Introduction: The environmental bacterium Burkholderia pseudomallei causes the often fatal and massively underreported infectious disease melioidosis. Antigens inducing protective immunity in experimental models have recently been identified and serodiagnostic tools have been improved. However, further elucidation of the antigenic repertoire of B. pseudomallei during human infection for diagnostic and vaccine purposes is required. The adaptation of B. pseudomallei to very different habitats is reflected by a huge genome and a selective transcriptional response to a variety of conditions.

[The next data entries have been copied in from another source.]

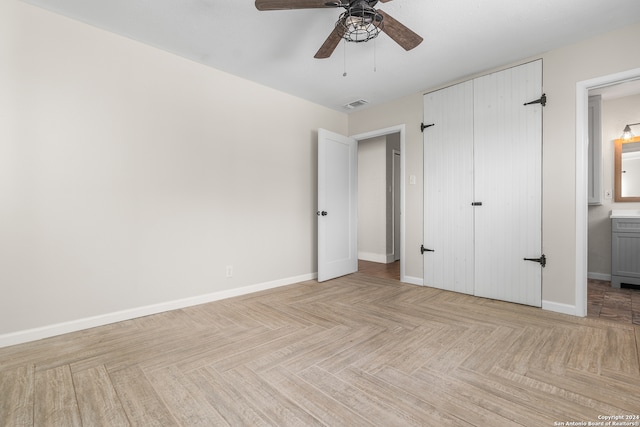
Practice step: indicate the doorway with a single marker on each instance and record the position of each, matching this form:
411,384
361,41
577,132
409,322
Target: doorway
582,159
394,255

We, therefore, hypothesized that exposure of B. pseudomallei to culture conditions mimicking habitats encountered in the human host might unravel novel antigens that are recognized by melioidosis patients.
Methods and results: In this study, B. pseudomallei was exposed to various stress and growth conditions, including anaerobiosis, acid stress, oxidative stress, iron starvation and osmotic stress. Immunogenic proteins were identified by probing two-dimensional Western blots of B. pseudomallei intracellular and extracellular protein extracts with sera from melioidosis patients and controls and subsequent MALDI-TOF MS. Among B. pseudomallei specific immunogenic signals, 90 % (55/61) of extracellular immunogenic proteins were identified by acid, osmotic or oxidative stress. A total of 84 % (44/52) of intracellular antigens originated from the stationary growth phase, acidic, oxidative and anaerobic conditions. The majority of the extracellular and intracellular protein antigens were identified in only one of the various stress conditions. Sixty-three immunoreactive proteins and an additional 38 candidates from a literature screening were heterologously expressed and subjected to dot blot analysis using melioidosis sera and controls. Our experiments confirmed melioidosis-specific signals in 58 of our immunoproteome candidates. These include 15 antigens with average signal ratios (melioidosis:controls) greater than 10 and another 26 with average ratios greater than 5, including new promising serodiagnostic candidates with a very high signal-to-noise ratio.
Conclusion: Our study shows that a comprehensive B. pseudomallei immunoproteomics approach, using conditions which are likely to be encountered during infection, can identify novel antibody targets previously unrecognized in human melioidosis.